映画と人とわたし

映画は時代の空気や、世代の感覚を伝え続ける、面白くて大切な文化だと思います。KINENOTEとこのブログに、見た映画の感想を記録しています。

カルロス・キュアロン 監督「ルドandクルシ」2033本目

この監督は、アルフォンソ・キュアロンの身内なのかな?彼の監督した「天国の口」の脚本を書いたりしてますが。

ガエル君とディエゴ君という二大メキシカン俳優がまた出てますよ。巨大なバナナの木々の下を、収穫した巨大な房を背負って小走りに行く小柄な「クルシ」、まるでコロボックルみたい。 後半のメキシコシティやスタジアム、都会暮らしの映像も良いけど、メキシコの片田舎のバナナ農園なんて、一生行けない場所の生活をかいま見られるのが映画の楽しみでもあります。

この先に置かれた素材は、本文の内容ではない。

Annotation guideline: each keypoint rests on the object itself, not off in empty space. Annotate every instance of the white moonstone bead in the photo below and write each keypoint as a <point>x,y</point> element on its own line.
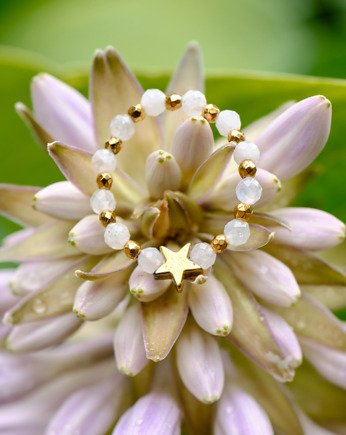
<point>227,121</point>
<point>101,200</point>
<point>150,259</point>
<point>193,103</point>
<point>122,127</point>
<point>203,255</point>
<point>153,102</point>
<point>104,161</point>
<point>246,151</point>
<point>116,235</point>
<point>248,190</point>
<point>237,232</point>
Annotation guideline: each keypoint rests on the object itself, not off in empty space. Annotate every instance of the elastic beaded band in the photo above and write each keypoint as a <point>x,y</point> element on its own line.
<point>187,263</point>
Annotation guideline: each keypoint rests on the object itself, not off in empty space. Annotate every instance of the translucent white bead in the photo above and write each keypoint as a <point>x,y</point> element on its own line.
<point>237,232</point>
<point>246,151</point>
<point>248,190</point>
<point>116,235</point>
<point>153,102</point>
<point>227,121</point>
<point>122,127</point>
<point>101,200</point>
<point>150,259</point>
<point>203,255</point>
<point>193,103</point>
<point>104,161</point>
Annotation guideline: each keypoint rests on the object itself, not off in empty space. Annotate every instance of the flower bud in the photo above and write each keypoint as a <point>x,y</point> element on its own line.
<point>162,173</point>
<point>62,200</point>
<point>192,144</point>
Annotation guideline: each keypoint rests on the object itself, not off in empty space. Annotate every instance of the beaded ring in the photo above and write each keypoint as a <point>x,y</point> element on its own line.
<point>187,263</point>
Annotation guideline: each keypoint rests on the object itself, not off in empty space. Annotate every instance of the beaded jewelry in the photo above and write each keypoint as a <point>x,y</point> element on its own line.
<point>187,263</point>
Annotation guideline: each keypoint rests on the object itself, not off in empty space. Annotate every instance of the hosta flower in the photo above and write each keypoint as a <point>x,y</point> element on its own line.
<point>233,336</point>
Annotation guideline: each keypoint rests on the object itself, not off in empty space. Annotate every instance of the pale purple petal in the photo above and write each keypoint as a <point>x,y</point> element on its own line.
<point>192,144</point>
<point>88,236</point>
<point>96,299</point>
<point>329,362</point>
<point>154,414</point>
<point>291,142</point>
<point>188,75</point>
<point>238,413</point>
<point>38,335</point>
<point>128,343</point>
<point>90,410</point>
<point>63,112</point>
<point>285,338</point>
<point>199,364</point>
<point>211,306</point>
<point>311,229</point>
<point>267,277</point>
<point>62,200</point>
<point>145,287</point>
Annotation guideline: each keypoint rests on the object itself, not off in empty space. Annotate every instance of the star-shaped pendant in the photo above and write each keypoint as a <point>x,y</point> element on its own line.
<point>177,266</point>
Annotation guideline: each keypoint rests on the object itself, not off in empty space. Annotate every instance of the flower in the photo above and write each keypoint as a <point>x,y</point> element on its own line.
<point>234,336</point>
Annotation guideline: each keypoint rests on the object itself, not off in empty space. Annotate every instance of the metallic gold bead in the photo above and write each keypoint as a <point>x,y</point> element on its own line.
<point>114,144</point>
<point>247,168</point>
<point>132,249</point>
<point>210,112</point>
<point>173,102</point>
<point>107,217</point>
<point>243,211</point>
<point>219,243</point>
<point>104,180</point>
<point>236,136</point>
<point>136,112</point>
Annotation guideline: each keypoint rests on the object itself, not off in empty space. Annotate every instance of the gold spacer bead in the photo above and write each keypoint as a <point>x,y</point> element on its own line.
<point>107,217</point>
<point>136,112</point>
<point>210,112</point>
<point>173,102</point>
<point>247,168</point>
<point>236,136</point>
<point>243,211</point>
<point>114,144</point>
<point>219,243</point>
<point>104,180</point>
<point>132,249</point>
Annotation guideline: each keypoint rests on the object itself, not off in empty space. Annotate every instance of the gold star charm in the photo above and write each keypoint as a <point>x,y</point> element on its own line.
<point>177,266</point>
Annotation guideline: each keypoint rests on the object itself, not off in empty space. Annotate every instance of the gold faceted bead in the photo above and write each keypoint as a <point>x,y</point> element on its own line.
<point>114,144</point>
<point>236,136</point>
<point>243,211</point>
<point>219,243</point>
<point>210,112</point>
<point>107,217</point>
<point>132,249</point>
<point>136,112</point>
<point>173,102</point>
<point>247,168</point>
<point>104,180</point>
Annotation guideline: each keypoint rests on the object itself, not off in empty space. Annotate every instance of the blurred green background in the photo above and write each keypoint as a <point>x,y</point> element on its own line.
<point>249,47</point>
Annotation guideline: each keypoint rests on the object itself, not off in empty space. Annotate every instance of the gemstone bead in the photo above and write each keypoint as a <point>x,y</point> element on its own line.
<point>116,235</point>
<point>203,255</point>
<point>102,200</point>
<point>193,103</point>
<point>237,232</point>
<point>122,127</point>
<point>248,190</point>
<point>153,102</point>
<point>150,259</point>
<point>104,161</point>
<point>226,121</point>
<point>246,151</point>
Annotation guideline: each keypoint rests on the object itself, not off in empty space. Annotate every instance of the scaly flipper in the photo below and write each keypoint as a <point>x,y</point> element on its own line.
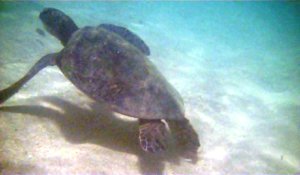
<point>45,61</point>
<point>187,138</point>
<point>152,135</point>
<point>128,36</point>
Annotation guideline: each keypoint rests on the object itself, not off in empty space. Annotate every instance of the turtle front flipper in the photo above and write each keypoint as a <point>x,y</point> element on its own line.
<point>187,138</point>
<point>152,135</point>
<point>128,36</point>
<point>45,61</point>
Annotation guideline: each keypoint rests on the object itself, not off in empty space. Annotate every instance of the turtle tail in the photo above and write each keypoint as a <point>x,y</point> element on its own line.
<point>45,61</point>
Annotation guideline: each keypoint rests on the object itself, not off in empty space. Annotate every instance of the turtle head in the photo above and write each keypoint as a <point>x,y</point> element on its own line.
<point>58,24</point>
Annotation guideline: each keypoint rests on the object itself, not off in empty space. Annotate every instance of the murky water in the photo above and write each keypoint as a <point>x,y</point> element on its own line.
<point>236,65</point>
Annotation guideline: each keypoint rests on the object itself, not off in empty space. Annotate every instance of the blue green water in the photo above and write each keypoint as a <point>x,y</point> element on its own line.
<point>236,65</point>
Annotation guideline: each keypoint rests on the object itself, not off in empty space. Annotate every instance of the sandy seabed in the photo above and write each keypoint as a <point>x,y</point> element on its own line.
<point>241,92</point>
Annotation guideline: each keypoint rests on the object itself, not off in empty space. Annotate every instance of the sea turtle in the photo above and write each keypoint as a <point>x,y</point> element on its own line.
<point>109,63</point>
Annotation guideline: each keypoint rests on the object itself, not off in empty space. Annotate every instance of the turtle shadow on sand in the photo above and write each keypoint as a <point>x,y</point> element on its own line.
<point>98,126</point>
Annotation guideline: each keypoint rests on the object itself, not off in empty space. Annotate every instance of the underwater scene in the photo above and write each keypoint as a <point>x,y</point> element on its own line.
<point>149,87</point>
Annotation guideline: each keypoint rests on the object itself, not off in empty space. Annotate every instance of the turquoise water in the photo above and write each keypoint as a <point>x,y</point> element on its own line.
<point>236,65</point>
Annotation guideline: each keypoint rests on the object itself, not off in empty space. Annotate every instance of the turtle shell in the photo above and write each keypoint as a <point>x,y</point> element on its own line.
<point>108,68</point>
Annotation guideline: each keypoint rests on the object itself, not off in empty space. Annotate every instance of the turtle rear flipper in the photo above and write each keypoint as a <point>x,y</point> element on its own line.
<point>128,36</point>
<point>152,135</point>
<point>45,61</point>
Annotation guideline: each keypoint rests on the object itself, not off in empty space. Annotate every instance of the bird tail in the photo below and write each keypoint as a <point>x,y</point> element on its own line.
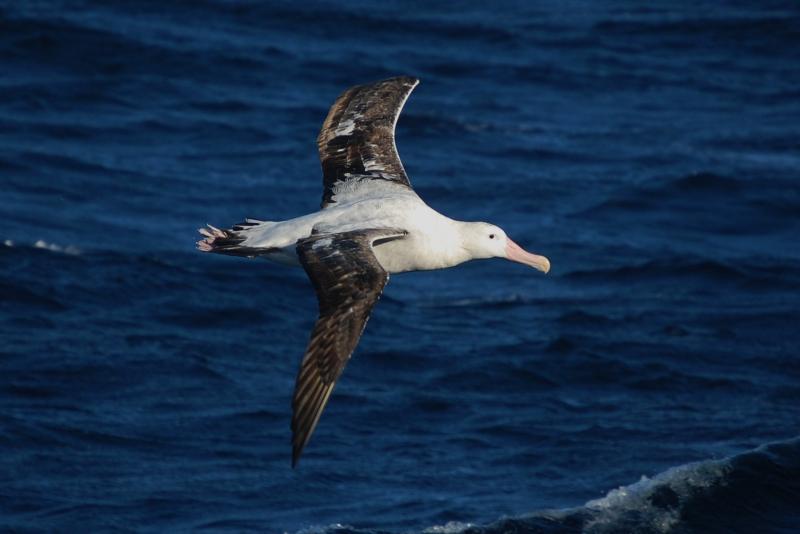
<point>232,241</point>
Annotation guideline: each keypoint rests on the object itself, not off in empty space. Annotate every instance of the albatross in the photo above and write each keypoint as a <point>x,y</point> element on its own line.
<point>371,224</point>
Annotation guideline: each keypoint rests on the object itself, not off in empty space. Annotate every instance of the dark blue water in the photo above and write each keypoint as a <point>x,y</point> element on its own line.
<point>650,383</point>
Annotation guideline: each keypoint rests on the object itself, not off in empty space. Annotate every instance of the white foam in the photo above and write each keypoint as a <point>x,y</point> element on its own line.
<point>683,481</point>
<point>451,527</point>
<point>69,249</point>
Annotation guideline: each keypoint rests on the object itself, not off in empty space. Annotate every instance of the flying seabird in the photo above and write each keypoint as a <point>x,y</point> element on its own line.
<point>371,224</point>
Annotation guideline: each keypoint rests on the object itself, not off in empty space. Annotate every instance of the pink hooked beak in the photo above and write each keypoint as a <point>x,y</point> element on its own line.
<point>515,252</point>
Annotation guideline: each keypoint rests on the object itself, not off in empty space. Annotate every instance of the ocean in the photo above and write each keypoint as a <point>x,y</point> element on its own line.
<point>649,383</point>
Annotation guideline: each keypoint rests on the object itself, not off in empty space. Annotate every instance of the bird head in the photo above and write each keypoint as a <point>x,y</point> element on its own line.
<point>484,240</point>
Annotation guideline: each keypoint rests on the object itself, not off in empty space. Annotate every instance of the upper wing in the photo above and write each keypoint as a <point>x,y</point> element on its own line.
<point>356,141</point>
<point>348,280</point>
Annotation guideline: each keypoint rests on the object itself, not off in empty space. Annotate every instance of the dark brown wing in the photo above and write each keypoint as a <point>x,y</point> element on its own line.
<point>348,280</point>
<point>356,141</point>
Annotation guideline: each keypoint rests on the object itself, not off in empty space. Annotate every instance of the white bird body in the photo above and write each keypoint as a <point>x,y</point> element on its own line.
<point>371,224</point>
<point>433,241</point>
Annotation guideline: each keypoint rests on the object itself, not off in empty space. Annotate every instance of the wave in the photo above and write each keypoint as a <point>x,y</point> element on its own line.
<point>756,491</point>
<point>42,244</point>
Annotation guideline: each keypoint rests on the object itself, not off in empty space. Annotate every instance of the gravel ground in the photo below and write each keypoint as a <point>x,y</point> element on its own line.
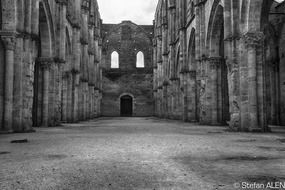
<point>140,153</point>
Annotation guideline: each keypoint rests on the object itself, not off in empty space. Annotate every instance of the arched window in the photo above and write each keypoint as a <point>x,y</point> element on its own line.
<point>140,60</point>
<point>115,60</point>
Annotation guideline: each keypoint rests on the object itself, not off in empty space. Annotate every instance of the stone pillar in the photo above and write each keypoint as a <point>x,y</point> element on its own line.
<point>65,97</point>
<point>18,87</point>
<point>253,41</point>
<point>191,96</point>
<point>9,43</point>
<point>45,64</point>
<point>215,64</point>
<point>165,99</point>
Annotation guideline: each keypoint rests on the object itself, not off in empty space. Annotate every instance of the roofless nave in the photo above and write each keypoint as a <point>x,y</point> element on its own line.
<point>215,62</point>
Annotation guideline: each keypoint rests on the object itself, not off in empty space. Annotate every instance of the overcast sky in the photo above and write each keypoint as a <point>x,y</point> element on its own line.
<point>138,11</point>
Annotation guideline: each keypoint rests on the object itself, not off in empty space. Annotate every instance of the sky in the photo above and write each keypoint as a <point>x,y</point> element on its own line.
<point>138,11</point>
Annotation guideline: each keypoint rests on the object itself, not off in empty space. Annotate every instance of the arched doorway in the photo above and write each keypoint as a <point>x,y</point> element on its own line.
<point>126,105</point>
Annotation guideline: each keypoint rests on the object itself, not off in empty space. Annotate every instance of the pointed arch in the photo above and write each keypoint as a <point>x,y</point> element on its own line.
<point>140,60</point>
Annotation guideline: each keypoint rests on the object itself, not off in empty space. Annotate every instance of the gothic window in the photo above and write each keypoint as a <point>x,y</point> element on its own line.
<point>115,60</point>
<point>140,60</point>
<point>85,4</point>
<point>126,33</point>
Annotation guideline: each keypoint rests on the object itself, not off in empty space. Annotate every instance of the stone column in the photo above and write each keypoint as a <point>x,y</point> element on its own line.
<point>215,67</point>
<point>253,41</point>
<point>9,43</point>
<point>65,97</point>
<point>18,86</point>
<point>165,99</point>
<point>191,97</point>
<point>45,64</point>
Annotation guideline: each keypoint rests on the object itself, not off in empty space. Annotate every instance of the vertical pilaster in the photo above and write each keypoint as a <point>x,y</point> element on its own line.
<point>9,43</point>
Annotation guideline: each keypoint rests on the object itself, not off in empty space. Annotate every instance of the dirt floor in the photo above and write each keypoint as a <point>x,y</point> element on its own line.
<point>140,153</point>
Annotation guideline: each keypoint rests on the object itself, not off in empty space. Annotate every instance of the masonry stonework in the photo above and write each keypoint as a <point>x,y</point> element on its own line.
<point>127,39</point>
<point>50,53</point>
<point>220,62</point>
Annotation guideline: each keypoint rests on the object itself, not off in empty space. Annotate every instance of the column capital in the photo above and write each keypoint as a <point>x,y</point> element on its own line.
<point>45,62</point>
<point>253,39</point>
<point>215,62</point>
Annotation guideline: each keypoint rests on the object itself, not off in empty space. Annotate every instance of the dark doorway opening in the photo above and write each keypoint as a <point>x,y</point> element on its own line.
<point>126,106</point>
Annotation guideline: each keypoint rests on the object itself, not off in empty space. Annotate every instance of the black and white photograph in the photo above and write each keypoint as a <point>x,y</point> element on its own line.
<point>142,94</point>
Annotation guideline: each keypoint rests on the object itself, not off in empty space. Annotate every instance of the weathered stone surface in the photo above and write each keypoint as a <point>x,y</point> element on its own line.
<point>127,39</point>
<point>237,57</point>
<point>39,45</point>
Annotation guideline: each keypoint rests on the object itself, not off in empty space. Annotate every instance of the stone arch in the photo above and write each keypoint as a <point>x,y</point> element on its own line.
<point>215,34</point>
<point>115,60</point>
<point>177,64</point>
<point>253,14</point>
<point>127,104</point>
<point>46,30</point>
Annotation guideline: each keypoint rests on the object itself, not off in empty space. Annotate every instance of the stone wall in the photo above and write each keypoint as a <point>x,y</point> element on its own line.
<point>127,39</point>
<point>50,63</point>
<point>220,62</point>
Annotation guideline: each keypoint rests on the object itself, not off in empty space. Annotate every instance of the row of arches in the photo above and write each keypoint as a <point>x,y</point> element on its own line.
<point>226,67</point>
<point>115,63</point>
<point>46,82</point>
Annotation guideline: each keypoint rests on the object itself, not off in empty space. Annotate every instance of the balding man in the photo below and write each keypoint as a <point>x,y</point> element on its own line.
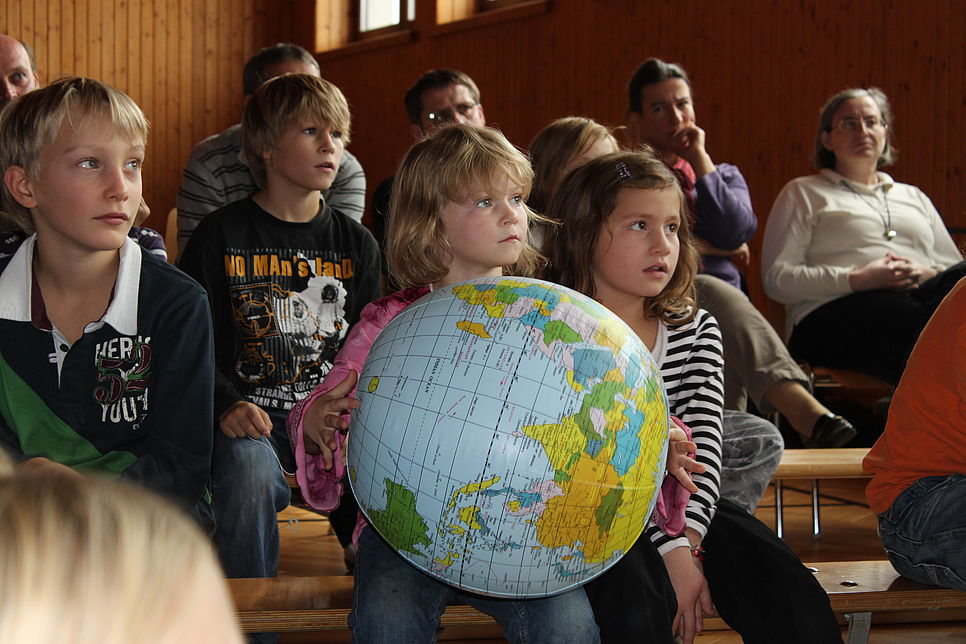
<point>18,67</point>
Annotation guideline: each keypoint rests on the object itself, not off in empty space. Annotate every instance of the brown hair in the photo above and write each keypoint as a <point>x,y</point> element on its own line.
<point>280,101</point>
<point>446,166</point>
<point>554,147</point>
<point>435,79</point>
<point>584,204</point>
<point>825,158</point>
<point>651,71</point>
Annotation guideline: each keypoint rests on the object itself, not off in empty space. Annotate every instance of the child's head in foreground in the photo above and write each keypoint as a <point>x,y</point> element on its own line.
<point>96,562</point>
<point>71,154</point>
<point>296,126</point>
<point>611,210</point>
<point>560,147</point>
<point>451,185</point>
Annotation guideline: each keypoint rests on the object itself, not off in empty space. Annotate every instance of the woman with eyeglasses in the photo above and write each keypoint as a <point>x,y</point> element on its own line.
<point>859,260</point>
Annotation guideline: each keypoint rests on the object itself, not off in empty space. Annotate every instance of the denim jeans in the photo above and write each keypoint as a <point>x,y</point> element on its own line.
<point>248,490</point>
<point>750,455</point>
<point>924,531</point>
<point>395,602</point>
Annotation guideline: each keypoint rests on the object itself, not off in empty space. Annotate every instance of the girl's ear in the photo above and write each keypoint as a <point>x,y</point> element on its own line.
<point>19,185</point>
<point>824,138</point>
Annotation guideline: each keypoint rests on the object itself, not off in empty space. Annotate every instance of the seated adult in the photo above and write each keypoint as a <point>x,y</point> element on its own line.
<point>859,260</point>
<point>18,71</point>
<point>438,97</point>
<point>752,446</point>
<point>757,363</point>
<point>218,174</point>
<point>918,465</point>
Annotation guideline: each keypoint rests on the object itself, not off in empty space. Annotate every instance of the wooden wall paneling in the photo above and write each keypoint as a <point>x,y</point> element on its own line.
<point>761,71</point>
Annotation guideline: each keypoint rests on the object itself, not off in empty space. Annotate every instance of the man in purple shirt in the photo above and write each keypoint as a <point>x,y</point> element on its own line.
<point>757,364</point>
<point>661,114</point>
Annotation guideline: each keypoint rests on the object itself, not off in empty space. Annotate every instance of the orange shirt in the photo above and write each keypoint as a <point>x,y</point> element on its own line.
<point>926,431</point>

さて内容は、成り上がりストーリーなのですが、成り下がりストーリーでもあります(笑)。この才能あふれるダメ兄弟を見ていると、人生に目標ってものがないと人間って簡単に流されてくんだなーと思います。なんというか、それはそれでアリなんじゃないか。コツコツ働いて手堅く貯蓄する平凡な働きアリの私から見ると、どこか眩しいのです。

最高に浮かれてる時期のクルシがリリースするデビュー曲、スペイン語だし妙なカントリーアレンジなのでしばらく気づかなかったけど、チープ・トリックの「甘い罠」じゃないですか。なぜこの曲??